Анника встала, взяв дочку на руки.
— Порезалась, когда готовила. Мне надо поработать, когда дети уснут. Я могу воспользоваться твоим компьютером?
— Конечно, конечно, — ответил Томас, протянув руку в сторону студии, которая была больше всей остальной квартиры.
Анника прошла мимо Софии Е. С. Гренборг, даже не посмотрев в ее сторону.
— Это мой кабинет, — сказал Томас, открыв дверь в тесную комнатку за кухней. — Можешь поработать здесь. Но мы вернемся не поздно, да, Соф?
«Соф? Черт возьми, как задушевно!»
— Ну, — сказала Соф Е. С. Гренборг, надевая пальто и натягивая замшевые перчатки, — думаю, что после спектакля мама захочет поужинать. Наверное, она заказала столик в «Оперном погребке»…

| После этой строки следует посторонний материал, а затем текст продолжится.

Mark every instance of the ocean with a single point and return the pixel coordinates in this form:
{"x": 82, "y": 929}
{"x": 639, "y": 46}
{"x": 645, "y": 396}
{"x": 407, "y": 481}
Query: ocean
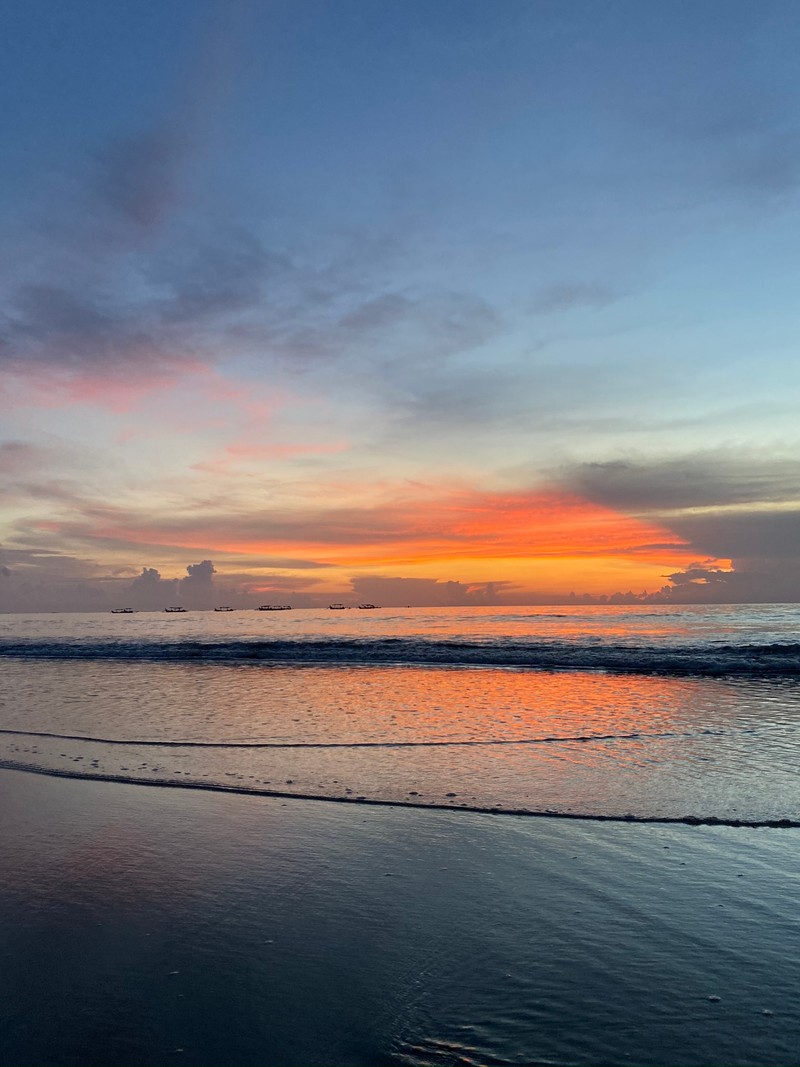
{"x": 644, "y": 713}
{"x": 457, "y": 837}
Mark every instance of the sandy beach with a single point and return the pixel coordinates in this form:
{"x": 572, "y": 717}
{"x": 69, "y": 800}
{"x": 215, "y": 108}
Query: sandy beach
{"x": 147, "y": 926}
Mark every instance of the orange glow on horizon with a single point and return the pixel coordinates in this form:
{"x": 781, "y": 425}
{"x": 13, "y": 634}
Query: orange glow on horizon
{"x": 550, "y": 539}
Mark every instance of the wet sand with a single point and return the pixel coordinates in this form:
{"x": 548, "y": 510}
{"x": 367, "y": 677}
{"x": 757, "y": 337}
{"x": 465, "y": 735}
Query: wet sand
{"x": 143, "y": 926}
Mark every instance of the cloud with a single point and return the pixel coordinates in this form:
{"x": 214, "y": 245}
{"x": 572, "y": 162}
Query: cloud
{"x": 570, "y": 296}
{"x": 698, "y": 479}
{"x": 137, "y": 175}
{"x": 425, "y": 592}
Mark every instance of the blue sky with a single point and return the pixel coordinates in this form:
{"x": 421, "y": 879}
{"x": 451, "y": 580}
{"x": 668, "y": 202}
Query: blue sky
{"x": 344, "y": 296}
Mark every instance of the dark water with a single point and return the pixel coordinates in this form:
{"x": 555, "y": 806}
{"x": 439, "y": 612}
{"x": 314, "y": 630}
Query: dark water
{"x": 690, "y": 714}
{"x": 149, "y": 926}
{"x": 159, "y": 926}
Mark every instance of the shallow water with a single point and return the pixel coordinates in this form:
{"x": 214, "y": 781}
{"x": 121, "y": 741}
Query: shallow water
{"x": 158, "y": 926}
{"x": 174, "y": 701}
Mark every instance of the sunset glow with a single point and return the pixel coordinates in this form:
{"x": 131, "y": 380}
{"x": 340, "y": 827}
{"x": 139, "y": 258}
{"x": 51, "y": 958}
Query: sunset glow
{"x": 427, "y": 337}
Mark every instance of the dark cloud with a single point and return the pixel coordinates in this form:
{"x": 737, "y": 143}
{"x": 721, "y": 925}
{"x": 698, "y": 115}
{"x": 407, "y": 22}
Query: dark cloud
{"x": 702, "y": 479}
{"x": 138, "y": 175}
{"x": 765, "y": 534}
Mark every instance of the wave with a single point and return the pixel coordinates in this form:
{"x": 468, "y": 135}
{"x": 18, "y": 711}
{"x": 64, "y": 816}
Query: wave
{"x": 713, "y": 659}
{"x": 428, "y": 806}
{"x": 482, "y": 743}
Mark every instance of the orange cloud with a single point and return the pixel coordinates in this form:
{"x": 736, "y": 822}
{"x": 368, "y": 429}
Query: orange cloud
{"x": 542, "y": 536}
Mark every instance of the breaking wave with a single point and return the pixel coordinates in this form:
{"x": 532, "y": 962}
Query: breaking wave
{"x": 706, "y": 659}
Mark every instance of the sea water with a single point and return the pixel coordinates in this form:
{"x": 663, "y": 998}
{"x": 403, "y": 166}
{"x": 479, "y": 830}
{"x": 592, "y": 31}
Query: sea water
{"x": 621, "y": 712}
{"x": 223, "y": 920}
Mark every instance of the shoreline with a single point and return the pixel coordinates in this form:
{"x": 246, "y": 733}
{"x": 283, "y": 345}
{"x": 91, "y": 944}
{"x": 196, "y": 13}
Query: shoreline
{"x": 365, "y": 801}
{"x": 173, "y": 925}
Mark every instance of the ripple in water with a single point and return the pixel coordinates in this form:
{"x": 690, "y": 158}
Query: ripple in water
{"x": 557, "y": 743}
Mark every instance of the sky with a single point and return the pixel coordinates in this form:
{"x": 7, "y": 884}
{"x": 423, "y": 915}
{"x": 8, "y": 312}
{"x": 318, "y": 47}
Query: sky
{"x": 401, "y": 301}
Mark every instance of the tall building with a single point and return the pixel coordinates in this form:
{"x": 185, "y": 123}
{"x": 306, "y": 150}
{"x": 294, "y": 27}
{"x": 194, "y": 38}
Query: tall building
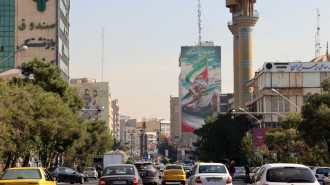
{"x": 41, "y": 25}
{"x": 244, "y": 17}
{"x": 115, "y": 120}
{"x": 199, "y": 87}
{"x": 97, "y": 99}
{"x": 165, "y": 128}
{"x": 175, "y": 120}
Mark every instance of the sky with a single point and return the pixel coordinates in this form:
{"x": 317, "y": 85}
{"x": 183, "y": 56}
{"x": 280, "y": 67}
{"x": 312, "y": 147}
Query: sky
{"x": 142, "y": 40}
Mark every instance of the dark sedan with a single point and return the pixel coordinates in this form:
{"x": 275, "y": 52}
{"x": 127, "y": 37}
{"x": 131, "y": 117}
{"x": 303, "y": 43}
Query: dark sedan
{"x": 120, "y": 174}
{"x": 65, "y": 174}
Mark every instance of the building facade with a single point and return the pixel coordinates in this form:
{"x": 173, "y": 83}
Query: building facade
{"x": 175, "y": 120}
{"x": 41, "y": 25}
{"x": 244, "y": 17}
{"x": 165, "y": 128}
{"x": 280, "y": 87}
{"x": 115, "y": 120}
{"x": 97, "y": 100}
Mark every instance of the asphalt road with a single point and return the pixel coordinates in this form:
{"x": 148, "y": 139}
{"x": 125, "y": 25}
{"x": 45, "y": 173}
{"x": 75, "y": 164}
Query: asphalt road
{"x": 95, "y": 182}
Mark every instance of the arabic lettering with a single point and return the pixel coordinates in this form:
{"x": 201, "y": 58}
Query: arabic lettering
{"x": 47, "y": 43}
{"x": 309, "y": 67}
{"x": 34, "y": 26}
{"x": 199, "y": 52}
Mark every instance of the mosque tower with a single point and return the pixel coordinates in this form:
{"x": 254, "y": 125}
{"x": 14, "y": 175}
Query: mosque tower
{"x": 244, "y": 17}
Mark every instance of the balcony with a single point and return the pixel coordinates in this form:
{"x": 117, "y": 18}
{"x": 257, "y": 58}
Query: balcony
{"x": 255, "y": 13}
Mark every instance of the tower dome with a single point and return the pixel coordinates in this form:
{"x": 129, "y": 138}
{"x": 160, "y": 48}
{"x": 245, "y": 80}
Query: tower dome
{"x": 323, "y": 58}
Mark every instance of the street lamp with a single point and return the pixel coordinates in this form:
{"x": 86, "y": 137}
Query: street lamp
{"x": 275, "y": 91}
{"x": 20, "y": 49}
{"x": 251, "y": 116}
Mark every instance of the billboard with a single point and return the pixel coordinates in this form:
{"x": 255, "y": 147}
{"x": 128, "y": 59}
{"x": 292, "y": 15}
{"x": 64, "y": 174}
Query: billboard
{"x": 95, "y": 96}
{"x": 200, "y": 85}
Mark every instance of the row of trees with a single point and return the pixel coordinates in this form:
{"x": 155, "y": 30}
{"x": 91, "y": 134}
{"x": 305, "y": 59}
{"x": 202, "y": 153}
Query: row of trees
{"x": 39, "y": 117}
{"x": 303, "y": 138}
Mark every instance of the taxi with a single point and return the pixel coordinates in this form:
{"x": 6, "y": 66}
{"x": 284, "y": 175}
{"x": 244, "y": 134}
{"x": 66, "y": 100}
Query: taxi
{"x": 174, "y": 173}
{"x": 27, "y": 176}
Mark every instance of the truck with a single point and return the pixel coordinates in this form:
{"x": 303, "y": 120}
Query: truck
{"x": 111, "y": 159}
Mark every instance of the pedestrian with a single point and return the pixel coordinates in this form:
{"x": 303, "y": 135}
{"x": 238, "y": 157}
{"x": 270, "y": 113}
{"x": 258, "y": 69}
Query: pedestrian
{"x": 232, "y": 169}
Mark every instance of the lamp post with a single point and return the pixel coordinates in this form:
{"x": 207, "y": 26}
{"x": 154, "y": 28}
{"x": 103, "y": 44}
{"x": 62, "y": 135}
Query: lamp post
{"x": 20, "y": 49}
{"x": 275, "y": 91}
{"x": 251, "y": 116}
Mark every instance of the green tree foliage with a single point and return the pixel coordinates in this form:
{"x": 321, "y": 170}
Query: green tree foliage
{"x": 96, "y": 139}
{"x": 247, "y": 151}
{"x": 220, "y": 137}
{"x": 280, "y": 144}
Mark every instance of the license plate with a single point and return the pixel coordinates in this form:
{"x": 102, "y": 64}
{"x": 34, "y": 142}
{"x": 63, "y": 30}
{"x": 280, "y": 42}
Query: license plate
{"x": 213, "y": 180}
{"x": 118, "y": 182}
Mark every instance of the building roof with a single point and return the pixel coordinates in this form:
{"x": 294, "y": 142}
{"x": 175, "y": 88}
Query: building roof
{"x": 323, "y": 58}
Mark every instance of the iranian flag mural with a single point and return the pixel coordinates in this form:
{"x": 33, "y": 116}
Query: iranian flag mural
{"x": 200, "y": 85}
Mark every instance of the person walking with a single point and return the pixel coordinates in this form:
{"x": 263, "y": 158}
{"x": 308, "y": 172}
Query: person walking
{"x": 231, "y": 169}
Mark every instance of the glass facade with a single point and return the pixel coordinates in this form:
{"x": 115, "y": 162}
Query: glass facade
{"x": 7, "y": 33}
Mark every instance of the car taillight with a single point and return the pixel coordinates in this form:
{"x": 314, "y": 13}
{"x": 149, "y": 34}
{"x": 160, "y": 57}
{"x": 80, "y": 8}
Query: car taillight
{"x": 229, "y": 180}
{"x": 102, "y": 182}
{"x": 135, "y": 181}
{"x": 198, "y": 180}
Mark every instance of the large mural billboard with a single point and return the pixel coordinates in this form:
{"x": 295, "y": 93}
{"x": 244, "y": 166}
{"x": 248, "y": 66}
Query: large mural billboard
{"x": 96, "y": 97}
{"x": 200, "y": 85}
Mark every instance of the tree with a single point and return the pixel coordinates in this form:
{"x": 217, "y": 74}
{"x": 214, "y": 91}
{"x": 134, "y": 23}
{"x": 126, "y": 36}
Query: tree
{"x": 220, "y": 137}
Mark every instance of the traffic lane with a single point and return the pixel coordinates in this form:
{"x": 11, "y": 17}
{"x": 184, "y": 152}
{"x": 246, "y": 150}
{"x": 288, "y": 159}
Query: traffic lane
{"x": 92, "y": 181}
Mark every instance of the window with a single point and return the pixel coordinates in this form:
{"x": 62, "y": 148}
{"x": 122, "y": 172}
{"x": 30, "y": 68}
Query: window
{"x": 212, "y": 169}
{"x": 280, "y": 80}
{"x": 290, "y": 175}
{"x": 311, "y": 79}
{"x": 268, "y": 79}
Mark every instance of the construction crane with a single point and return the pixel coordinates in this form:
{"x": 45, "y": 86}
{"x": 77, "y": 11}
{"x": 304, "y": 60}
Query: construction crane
{"x": 199, "y": 23}
{"x": 317, "y": 35}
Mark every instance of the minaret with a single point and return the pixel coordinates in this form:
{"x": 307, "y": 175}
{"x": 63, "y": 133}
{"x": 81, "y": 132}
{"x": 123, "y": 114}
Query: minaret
{"x": 244, "y": 17}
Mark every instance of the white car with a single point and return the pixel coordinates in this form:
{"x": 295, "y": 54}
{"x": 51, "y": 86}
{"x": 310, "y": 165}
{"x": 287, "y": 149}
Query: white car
{"x": 210, "y": 174}
{"x": 320, "y": 172}
{"x": 284, "y": 173}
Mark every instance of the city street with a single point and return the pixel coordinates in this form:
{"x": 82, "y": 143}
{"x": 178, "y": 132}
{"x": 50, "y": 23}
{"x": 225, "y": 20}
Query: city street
{"x": 95, "y": 182}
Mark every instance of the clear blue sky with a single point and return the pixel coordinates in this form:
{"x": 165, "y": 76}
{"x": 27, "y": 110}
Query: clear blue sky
{"x": 143, "y": 40}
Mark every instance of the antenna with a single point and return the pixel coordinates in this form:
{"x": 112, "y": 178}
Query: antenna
{"x": 102, "y": 50}
{"x": 317, "y": 36}
{"x": 199, "y": 23}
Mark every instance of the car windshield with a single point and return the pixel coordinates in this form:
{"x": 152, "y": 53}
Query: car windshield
{"x": 89, "y": 169}
{"x": 21, "y": 174}
{"x": 141, "y": 166}
{"x": 119, "y": 170}
{"x": 212, "y": 169}
{"x": 324, "y": 171}
{"x": 174, "y": 167}
{"x": 291, "y": 174}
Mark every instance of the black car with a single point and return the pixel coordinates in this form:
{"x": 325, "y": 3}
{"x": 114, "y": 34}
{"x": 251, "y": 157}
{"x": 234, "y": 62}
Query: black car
{"x": 120, "y": 174}
{"x": 148, "y": 172}
{"x": 65, "y": 174}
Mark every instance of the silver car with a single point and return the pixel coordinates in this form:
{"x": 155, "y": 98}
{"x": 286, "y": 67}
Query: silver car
{"x": 91, "y": 172}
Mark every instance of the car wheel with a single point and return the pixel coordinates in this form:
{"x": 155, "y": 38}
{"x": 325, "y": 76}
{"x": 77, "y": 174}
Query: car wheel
{"x": 82, "y": 181}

«Помнится, меня он называл Анки…»
— Я никуда не спешу, — сухо произнесла Анника, не глядя в сторону Софии, потом взяла за руку Калле и пошла с детьми в гостиную, откуда уже слышалась музыка их любимой телевизионной передачи. Томас пошел за ними посмотреть, как они усаживаются перед плазменным телевизором на обтянутый черной кожей диван. Он стоял в дверях, и Анника чувствовала на себе его взгляд, от которого у нее сладко замирало сердце.
«Как он красив. Ему идет короткая стрижка».
— Спасибо, что пришла, — негромко сказал он.
Анника судорожно сглотнула, не отрываясь от экрана.
— Томас, ты идешь?
«Как он может терпеть женщину с таким голосом?»
Он вышел в прихожую, и Анника услышала звон ключей и мобильных телефонов, уложенных в карманы и сумки. Потом дверь захлопнулась, и в пентхаусе Соф Е…ливой Сучки Гренборг наступила тишина.
Дети улеглись спать в то же время и с таким же скандалом, как и у Анники. Никакой разницы. Они умылись, почистили зубы, сложили грязную одежду в корзину, послушали сказку на ночь и свернулись под одеяльцами. Эллен спала днем, поэтому долго ворочалась, и Анника прилегла с ней рядом на узкую кроватку и напевала ей колыбельные, пока дочка не уснула. Анника гладила ее по волосам, по круглой головке, по мягким плечикам, закрыв глаза и уткнувшись в светлые волосы, приятно щекотавшие нос.
«Ты мое маленькое чудо».
Она осторожно встала, с сожалением оторвавшись от теплого тельца Эллен, отошла к двери, обернулась и долго смотрела на дочь. Она все больше и больше становилась похожа на Томаса светлыми волосами и синевой глаз. У Анники сжалось сердце. Она отвернулась и вышла в студию. Было прохладно, и Анника пожалела, что не взяла с собой кофту.
Откуда-то тянуло сквозняком, а скудная обстановка только усиливала впечатление холода. Все было белым, за исключением черной кожаной обивки кресел и стульев, а столы сверкали стеклом и хромом.
Детям выделили две смежные комнатки в дальнем конце большой студии. В комнатках как раз хватило места для кроватей и полок с игрушками. Стены были голые, не было ни ковриков на полу, ни занавесок на окнах, ни запасных одеял.
«Я просто придираюсь. Детям здесь хорошо. Пока Томас о них заботится, все будет в порядке».
Она никогда не думала, что у них дойдет до развода. Она наивно считала, что достаточно одной любви: если она будет его любить, то ничего не случится, все закончится хорошо, как в детской вечерней сказке.
«Я забыла, что с ним надо жить, а теперь слишком поздно».